Mark 15:4

So Pilate questioned Jesus again. “Have you no reply to make?” he asked. “Listen, how many charges they are bringing against you.”


we are so accustomed
if there is a stimulus
there must be a reaction

when accusations rise
our defenses kick in
with any and every escape route

accusers accuse
to frame to their advantage
to cage any variant vision

acceptance of an accusation
does not require agreement
only considered breathing


The question remains the same: “Are you the King of the Jews?”

Jesus has responded: “You said it.”

For Pilate that is not sufficient. In this court, there are only two responses, “Yes” and “No”. This fudgy, putting the question back to the questioner won’t do.
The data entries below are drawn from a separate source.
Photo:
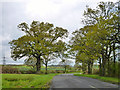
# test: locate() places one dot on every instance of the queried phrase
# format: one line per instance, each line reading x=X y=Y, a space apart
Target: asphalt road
x=68 y=81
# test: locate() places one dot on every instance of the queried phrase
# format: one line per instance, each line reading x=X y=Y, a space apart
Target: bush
x=10 y=69
x=95 y=71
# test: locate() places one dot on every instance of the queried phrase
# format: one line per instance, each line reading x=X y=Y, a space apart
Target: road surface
x=71 y=82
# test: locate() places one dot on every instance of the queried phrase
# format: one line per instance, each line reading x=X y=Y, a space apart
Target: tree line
x=98 y=41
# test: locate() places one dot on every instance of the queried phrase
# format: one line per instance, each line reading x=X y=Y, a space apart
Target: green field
x=26 y=80
x=106 y=79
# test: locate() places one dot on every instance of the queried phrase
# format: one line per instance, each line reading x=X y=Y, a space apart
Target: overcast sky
x=61 y=13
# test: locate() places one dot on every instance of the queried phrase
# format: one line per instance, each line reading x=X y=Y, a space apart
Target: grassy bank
x=26 y=80
x=106 y=79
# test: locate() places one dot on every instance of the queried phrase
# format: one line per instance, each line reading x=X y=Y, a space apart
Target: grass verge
x=26 y=80
x=106 y=79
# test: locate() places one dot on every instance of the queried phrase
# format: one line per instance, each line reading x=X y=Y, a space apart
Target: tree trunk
x=114 y=58
x=100 y=68
x=65 y=68
x=89 y=70
x=38 y=64
x=103 y=64
x=46 y=68
x=108 y=67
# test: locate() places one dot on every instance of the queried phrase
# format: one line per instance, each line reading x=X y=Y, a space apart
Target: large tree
x=40 y=39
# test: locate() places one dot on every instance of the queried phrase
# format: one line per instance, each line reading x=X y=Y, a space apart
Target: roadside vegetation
x=113 y=80
x=26 y=80
x=94 y=48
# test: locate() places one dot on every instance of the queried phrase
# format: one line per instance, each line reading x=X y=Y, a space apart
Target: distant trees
x=99 y=38
x=40 y=39
x=98 y=41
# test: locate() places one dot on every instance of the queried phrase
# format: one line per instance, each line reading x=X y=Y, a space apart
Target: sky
x=62 y=13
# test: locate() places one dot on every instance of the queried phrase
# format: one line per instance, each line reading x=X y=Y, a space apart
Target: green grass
x=26 y=80
x=106 y=79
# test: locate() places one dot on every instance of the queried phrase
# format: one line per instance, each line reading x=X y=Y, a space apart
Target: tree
x=39 y=38
x=31 y=61
x=47 y=59
x=65 y=63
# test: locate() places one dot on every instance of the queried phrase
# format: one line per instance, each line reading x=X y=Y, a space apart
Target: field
x=26 y=80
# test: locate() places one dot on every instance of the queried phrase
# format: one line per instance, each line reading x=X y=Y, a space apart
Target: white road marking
x=93 y=87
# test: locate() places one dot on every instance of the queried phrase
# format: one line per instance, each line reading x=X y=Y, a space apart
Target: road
x=71 y=82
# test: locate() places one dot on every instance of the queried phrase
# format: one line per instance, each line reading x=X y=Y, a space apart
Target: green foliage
x=10 y=69
x=99 y=37
x=40 y=39
x=26 y=80
x=106 y=79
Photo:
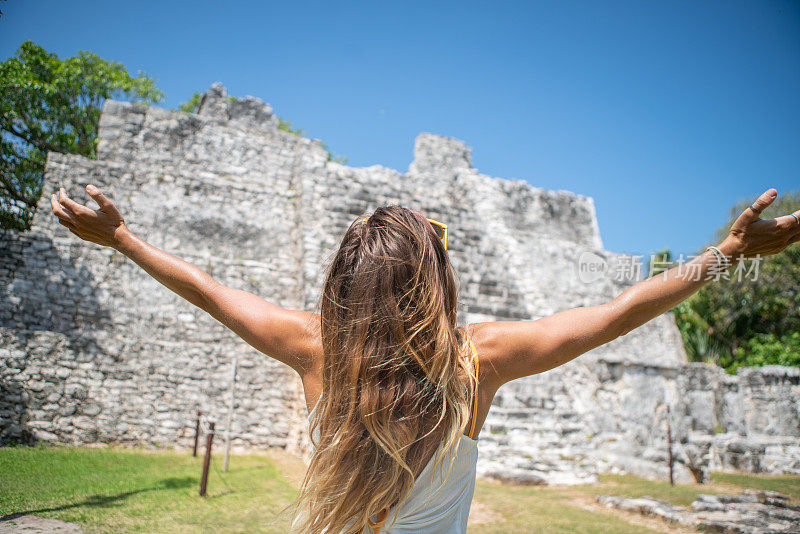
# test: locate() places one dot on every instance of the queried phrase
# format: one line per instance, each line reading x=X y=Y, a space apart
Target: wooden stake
x=207 y=460
x=669 y=451
x=196 y=433
x=230 y=416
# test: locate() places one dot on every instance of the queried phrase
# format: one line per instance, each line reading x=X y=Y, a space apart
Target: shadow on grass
x=108 y=500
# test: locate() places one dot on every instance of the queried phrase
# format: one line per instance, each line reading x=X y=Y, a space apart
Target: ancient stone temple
x=92 y=349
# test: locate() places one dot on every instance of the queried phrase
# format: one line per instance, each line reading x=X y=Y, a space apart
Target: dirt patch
x=480 y=514
x=588 y=503
x=31 y=524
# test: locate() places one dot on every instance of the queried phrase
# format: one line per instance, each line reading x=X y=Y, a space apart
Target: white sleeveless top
x=433 y=507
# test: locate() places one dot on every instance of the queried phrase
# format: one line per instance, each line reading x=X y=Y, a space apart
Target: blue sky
x=665 y=112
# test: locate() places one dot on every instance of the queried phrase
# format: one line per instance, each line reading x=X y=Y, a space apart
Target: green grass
x=130 y=490
x=135 y=491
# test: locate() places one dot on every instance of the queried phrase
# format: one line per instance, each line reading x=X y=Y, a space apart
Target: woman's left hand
x=103 y=226
x=751 y=236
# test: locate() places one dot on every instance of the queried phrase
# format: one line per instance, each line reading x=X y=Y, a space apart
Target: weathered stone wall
x=93 y=349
Pilate emphasizes this with, “Your life depends upon you’re answering!” To further emphasize the dire nature of the situation, Pilate reminds Jesus that there is more than this one question that puts him in danger. We might imagine him holding up a long list of accusations.
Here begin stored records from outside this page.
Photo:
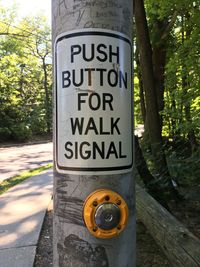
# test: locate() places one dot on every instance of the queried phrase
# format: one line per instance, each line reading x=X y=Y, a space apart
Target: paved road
x=16 y=159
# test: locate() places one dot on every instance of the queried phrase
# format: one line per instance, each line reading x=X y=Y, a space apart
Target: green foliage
x=25 y=77
x=20 y=132
x=5 y=134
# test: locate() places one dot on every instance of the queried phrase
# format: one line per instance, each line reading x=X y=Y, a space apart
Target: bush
x=21 y=132
x=5 y=134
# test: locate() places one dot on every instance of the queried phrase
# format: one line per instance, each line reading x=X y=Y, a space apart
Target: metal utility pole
x=94 y=200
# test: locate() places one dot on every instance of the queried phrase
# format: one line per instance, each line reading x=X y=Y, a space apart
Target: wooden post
x=179 y=245
x=93 y=81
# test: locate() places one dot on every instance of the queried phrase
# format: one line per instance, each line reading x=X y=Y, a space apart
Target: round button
x=107 y=216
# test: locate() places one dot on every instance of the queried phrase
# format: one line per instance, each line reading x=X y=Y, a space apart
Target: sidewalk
x=22 y=210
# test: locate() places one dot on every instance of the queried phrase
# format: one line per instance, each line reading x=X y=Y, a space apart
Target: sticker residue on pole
x=93 y=81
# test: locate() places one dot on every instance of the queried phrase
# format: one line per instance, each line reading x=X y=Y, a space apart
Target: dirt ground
x=148 y=253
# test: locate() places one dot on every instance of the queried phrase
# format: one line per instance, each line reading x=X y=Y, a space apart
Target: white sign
x=94 y=119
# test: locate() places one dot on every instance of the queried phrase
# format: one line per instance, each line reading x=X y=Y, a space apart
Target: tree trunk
x=47 y=99
x=149 y=86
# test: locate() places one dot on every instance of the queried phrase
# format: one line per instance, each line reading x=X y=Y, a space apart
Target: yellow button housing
x=94 y=202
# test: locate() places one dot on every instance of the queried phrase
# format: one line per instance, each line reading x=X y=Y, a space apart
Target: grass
x=7 y=184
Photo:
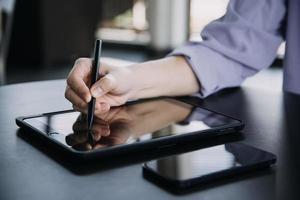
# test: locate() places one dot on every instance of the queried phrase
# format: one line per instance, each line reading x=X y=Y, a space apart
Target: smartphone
x=198 y=167
x=132 y=127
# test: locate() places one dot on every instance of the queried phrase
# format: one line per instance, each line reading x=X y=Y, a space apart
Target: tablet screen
x=128 y=124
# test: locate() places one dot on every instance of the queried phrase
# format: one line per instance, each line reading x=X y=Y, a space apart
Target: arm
x=234 y=47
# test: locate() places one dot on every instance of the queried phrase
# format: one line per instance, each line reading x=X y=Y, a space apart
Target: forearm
x=171 y=76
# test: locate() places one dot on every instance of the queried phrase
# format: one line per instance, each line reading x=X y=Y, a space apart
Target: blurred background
x=41 y=39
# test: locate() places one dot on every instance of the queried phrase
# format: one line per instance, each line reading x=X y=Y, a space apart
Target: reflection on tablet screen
x=128 y=124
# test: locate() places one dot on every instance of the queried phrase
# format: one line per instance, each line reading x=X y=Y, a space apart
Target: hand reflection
x=121 y=123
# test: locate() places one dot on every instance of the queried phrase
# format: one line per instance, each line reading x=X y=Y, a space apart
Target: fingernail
x=96 y=92
x=104 y=107
x=88 y=98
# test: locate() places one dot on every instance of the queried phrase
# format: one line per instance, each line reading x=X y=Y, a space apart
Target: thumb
x=103 y=86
In the Greek, πάλιν ἐπερωτάω (palin eperōtaō, again demanding) helps us understand that Pilate is not a nice prosecutor. It is clear that Jesus is in a no-win position. His choice becomes to play the trial game or to be present in a way that will reveal it for the power-play it is.

This is a still needed teaching—how to evaluate the situation and respond with a choice, not a reaction.

So we will do well to attend to this verse to meet the times in our life and the life of our time that demands an allegiance that cannot be given and still claim the agency of belovedness. Moral choices abound in every direction we look. There is no avoiding them. How we respond remains important.

It is fruitful to consider the accusations that have been made against us, the reaction those accusations engendered, and the actual response we made. It is also productive to consider the accusations that could have been made against us that we know would have been deniable. Our being caught between these false and all-too-true accusations makes us vulnerable to responding with too much or too little information.